USC can be non-invasively isolated from voided urine and easily expanded in vitro [13][14][15]. These capabilities offer clear advantages over stem cells from other sources, such as bone marrow or adipose tissue, which require invasive procedures for isolation and expand slowly in the culture [46][55]. Isolation of USC is further enhanced by the lack of tissue dissociation procedures, which increases cell viability and total recovery [14][15]. USC is readily available in voided urine from adults, enabling the collection of 140 USC clones every 24 h [15]. USC has a high self-renewal capacity, possessing telomerase activity and a relatively long telomeres [9], thereby enabling the rapid expansion of isolated cells. At the same time, USC retains chromosomal stability during in vitro culture [9] and is safe to use in vivo without any risk of oncogenicity [10][11][12][13][14][15][16][19][23][25][26][31][32][34][35][37][54][56]. USC exhibits multi-lineage differentiation capacity and improved differentiation of urothelial and endothelial cells compared to BMSC, ASC, or ESC/iPSC [10][25][46]. Furthermore, because of their autologous origin, implantation of USC in vivo is unlikely to elicit a rejection reaction. Collectively, USC is a technically facile, autologous stem cell source with versatile therapeutic potential.

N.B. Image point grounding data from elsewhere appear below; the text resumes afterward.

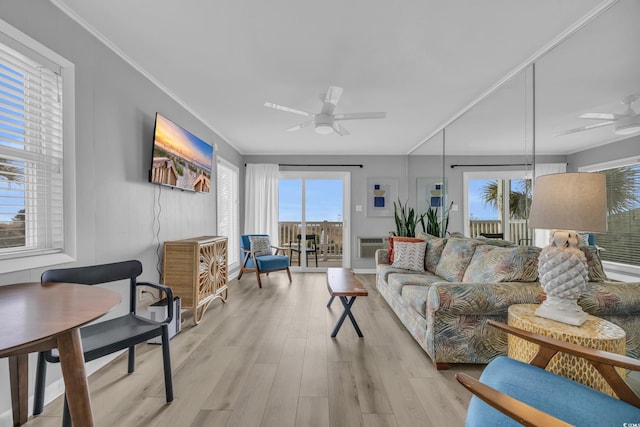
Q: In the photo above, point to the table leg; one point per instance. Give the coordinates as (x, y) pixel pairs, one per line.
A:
(18, 377)
(347, 303)
(330, 300)
(75, 378)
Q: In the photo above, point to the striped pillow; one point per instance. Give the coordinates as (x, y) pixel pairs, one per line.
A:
(409, 255)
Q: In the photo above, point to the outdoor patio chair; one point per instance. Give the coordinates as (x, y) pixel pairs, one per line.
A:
(112, 335)
(311, 247)
(258, 256)
(513, 393)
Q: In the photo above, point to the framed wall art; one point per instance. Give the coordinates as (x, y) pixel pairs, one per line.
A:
(381, 193)
(431, 193)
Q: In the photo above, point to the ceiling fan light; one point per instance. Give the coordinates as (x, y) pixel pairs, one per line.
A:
(323, 128)
(628, 126)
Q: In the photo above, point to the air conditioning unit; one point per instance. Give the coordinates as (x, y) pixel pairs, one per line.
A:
(367, 246)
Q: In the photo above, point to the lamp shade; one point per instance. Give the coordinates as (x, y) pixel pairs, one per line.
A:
(570, 201)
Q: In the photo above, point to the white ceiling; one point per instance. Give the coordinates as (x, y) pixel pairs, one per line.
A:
(420, 61)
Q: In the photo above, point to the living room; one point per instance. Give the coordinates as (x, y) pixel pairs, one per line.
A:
(500, 122)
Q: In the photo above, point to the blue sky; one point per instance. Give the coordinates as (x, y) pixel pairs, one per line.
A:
(324, 200)
(477, 210)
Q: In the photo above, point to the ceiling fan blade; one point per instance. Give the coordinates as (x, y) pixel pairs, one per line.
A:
(287, 109)
(300, 126)
(330, 100)
(333, 95)
(580, 129)
(340, 130)
(601, 116)
(357, 116)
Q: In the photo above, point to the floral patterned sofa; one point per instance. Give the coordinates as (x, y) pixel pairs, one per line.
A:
(444, 290)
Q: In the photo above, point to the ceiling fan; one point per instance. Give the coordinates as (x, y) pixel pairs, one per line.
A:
(326, 121)
(626, 123)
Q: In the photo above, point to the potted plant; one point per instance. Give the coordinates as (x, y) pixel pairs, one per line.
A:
(406, 220)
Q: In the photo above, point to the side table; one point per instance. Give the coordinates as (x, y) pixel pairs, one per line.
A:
(595, 333)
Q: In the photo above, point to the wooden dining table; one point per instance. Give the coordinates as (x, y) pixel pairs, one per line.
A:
(41, 316)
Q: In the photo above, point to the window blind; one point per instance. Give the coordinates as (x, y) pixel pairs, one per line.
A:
(228, 221)
(621, 243)
(31, 156)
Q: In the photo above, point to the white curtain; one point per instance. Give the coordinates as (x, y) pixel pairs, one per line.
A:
(541, 237)
(261, 200)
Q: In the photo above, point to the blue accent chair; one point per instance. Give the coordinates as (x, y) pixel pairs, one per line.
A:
(514, 393)
(262, 263)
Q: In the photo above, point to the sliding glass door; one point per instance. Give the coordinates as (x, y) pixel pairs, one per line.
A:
(312, 221)
(497, 205)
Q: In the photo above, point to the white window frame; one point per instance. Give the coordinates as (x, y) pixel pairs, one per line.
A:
(19, 41)
(615, 270)
(477, 175)
(233, 242)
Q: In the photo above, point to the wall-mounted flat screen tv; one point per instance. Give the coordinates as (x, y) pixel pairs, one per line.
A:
(180, 159)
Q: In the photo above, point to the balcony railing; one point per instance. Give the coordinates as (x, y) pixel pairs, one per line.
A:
(518, 232)
(329, 236)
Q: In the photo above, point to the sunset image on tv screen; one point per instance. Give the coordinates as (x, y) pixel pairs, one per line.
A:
(180, 159)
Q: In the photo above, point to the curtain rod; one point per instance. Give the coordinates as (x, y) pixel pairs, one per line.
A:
(320, 165)
(493, 165)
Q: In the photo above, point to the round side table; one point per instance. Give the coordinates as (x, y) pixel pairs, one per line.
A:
(595, 333)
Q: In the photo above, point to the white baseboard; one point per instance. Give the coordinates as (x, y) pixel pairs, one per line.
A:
(56, 388)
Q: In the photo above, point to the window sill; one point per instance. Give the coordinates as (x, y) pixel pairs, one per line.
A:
(27, 263)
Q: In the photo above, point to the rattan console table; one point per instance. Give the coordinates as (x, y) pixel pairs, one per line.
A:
(196, 270)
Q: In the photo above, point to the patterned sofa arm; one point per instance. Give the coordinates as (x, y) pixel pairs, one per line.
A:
(611, 298)
(491, 299)
(382, 256)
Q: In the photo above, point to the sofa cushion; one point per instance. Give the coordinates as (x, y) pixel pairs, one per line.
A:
(398, 281)
(432, 256)
(384, 271)
(499, 264)
(415, 297)
(455, 258)
(596, 271)
(392, 241)
(409, 255)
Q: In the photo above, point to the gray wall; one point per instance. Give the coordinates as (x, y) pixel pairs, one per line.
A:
(115, 110)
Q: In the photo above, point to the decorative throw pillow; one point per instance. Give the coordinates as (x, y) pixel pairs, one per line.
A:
(394, 239)
(490, 264)
(260, 245)
(432, 256)
(409, 255)
(596, 271)
(455, 258)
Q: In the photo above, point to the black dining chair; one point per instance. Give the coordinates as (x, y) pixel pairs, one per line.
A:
(109, 336)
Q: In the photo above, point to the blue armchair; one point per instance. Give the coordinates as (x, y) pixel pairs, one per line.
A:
(513, 393)
(258, 256)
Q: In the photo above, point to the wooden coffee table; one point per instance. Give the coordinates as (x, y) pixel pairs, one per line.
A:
(344, 284)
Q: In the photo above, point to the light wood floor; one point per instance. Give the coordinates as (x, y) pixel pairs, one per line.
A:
(265, 358)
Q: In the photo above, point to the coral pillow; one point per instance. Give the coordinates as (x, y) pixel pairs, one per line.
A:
(400, 239)
(410, 255)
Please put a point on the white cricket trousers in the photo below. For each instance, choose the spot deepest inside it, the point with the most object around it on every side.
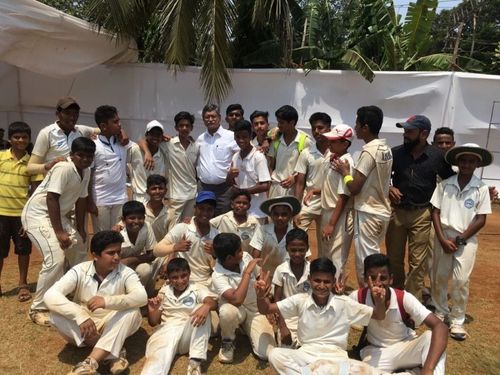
(255, 325)
(114, 328)
(403, 355)
(170, 340)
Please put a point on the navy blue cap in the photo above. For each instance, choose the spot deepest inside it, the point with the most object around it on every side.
(205, 195)
(416, 122)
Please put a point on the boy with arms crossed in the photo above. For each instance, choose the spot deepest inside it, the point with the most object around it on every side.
(104, 309)
(45, 219)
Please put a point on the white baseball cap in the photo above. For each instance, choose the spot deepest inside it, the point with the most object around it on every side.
(340, 131)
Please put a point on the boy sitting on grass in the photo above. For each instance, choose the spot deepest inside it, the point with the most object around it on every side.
(183, 310)
(233, 280)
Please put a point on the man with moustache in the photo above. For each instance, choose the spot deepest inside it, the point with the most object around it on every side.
(415, 168)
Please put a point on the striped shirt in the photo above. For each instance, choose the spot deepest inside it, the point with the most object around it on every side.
(14, 183)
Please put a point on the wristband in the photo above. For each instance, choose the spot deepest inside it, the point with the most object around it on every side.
(348, 179)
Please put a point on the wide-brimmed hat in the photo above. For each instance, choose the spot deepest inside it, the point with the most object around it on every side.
(484, 155)
(285, 200)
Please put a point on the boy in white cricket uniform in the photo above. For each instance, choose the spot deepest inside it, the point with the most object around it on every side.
(391, 343)
(285, 151)
(369, 186)
(45, 219)
(310, 176)
(336, 205)
(461, 204)
(233, 280)
(183, 310)
(104, 308)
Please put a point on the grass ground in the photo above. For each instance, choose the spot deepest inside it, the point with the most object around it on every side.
(29, 349)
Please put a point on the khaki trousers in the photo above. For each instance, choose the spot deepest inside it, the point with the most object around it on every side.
(412, 227)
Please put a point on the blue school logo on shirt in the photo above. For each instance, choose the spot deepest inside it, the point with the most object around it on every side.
(469, 203)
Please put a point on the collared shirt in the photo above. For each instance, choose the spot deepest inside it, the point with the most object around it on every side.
(265, 241)
(216, 152)
(144, 242)
(459, 207)
(121, 290)
(224, 280)
(52, 142)
(110, 171)
(310, 164)
(324, 326)
(252, 170)
(333, 183)
(375, 163)
(62, 179)
(181, 166)
(226, 223)
(392, 330)
(416, 178)
(177, 310)
(159, 223)
(201, 263)
(14, 183)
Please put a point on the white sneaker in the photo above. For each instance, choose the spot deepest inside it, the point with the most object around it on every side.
(226, 352)
(458, 332)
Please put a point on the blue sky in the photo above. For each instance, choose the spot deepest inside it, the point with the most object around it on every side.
(402, 5)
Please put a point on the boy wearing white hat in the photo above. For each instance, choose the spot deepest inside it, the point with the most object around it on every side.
(460, 205)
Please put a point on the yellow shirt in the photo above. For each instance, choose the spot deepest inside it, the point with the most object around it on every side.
(14, 183)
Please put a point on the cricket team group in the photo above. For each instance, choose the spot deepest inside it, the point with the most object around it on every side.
(220, 224)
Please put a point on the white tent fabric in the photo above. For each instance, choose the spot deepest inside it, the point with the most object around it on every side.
(44, 40)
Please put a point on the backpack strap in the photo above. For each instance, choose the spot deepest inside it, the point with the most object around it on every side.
(407, 320)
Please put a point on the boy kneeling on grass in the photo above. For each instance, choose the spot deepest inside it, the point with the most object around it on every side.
(104, 310)
(183, 310)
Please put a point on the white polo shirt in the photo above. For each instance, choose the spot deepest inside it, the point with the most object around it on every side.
(181, 167)
(224, 280)
(51, 141)
(226, 223)
(392, 330)
(110, 171)
(121, 290)
(459, 207)
(216, 153)
(310, 164)
(201, 263)
(324, 326)
(252, 170)
(62, 179)
(333, 183)
(176, 311)
(145, 242)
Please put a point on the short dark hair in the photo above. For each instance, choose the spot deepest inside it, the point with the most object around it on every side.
(210, 108)
(226, 244)
(155, 179)
(235, 107)
(322, 264)
(103, 239)
(133, 208)
(255, 114)
(376, 260)
(321, 116)
(372, 116)
(287, 113)
(297, 234)
(445, 130)
(243, 125)
(183, 115)
(83, 144)
(177, 264)
(18, 127)
(239, 192)
(104, 113)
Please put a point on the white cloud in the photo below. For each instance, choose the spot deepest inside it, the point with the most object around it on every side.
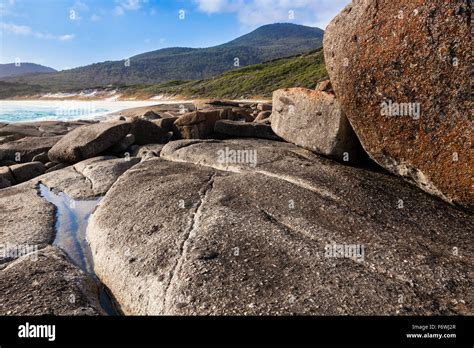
(28, 31)
(16, 29)
(66, 37)
(253, 13)
(128, 5)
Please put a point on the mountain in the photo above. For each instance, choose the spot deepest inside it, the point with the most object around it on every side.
(265, 43)
(7, 70)
(259, 80)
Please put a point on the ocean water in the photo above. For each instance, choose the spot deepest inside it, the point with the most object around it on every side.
(13, 111)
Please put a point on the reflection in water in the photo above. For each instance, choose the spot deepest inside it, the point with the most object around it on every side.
(72, 217)
(71, 225)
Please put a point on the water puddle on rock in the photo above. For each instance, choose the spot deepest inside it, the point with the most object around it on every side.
(72, 217)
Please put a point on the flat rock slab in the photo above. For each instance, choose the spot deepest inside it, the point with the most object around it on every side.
(26, 171)
(47, 283)
(89, 178)
(26, 221)
(39, 129)
(88, 141)
(25, 149)
(234, 238)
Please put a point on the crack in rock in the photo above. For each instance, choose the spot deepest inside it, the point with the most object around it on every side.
(190, 232)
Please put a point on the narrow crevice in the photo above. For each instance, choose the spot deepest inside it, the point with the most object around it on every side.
(86, 179)
(190, 232)
(70, 225)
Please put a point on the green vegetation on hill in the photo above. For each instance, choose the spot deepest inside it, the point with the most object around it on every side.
(253, 81)
(266, 43)
(9, 90)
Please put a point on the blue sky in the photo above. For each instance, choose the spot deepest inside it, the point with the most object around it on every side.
(70, 33)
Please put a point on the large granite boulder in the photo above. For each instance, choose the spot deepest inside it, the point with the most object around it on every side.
(26, 171)
(197, 124)
(47, 283)
(6, 177)
(314, 121)
(234, 236)
(88, 141)
(27, 221)
(147, 132)
(402, 72)
(241, 129)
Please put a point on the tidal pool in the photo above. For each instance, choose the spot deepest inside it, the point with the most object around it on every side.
(72, 217)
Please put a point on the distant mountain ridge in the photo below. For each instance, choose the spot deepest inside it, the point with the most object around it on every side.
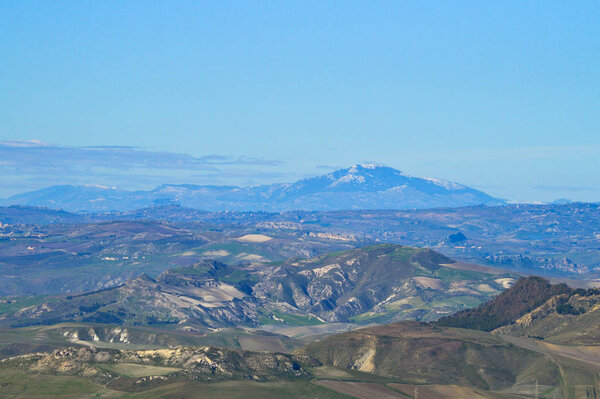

USC is originally from a single cell clone, offering pure renal stem cells at the beginning (p0). Subsequently, some USC starts gradually differentiating with heterogeneous at a small cell population with passaging. About 50–75 of the USC population retain telomerase activities at the early stage of culture (<p5) [57], indicating these USC remaining stemness [13][14][15][22][58] Thus, it is recommended to use USC in the early passage (<p5) for cell therapy to better promote epithelial tissue repair and the wound healing.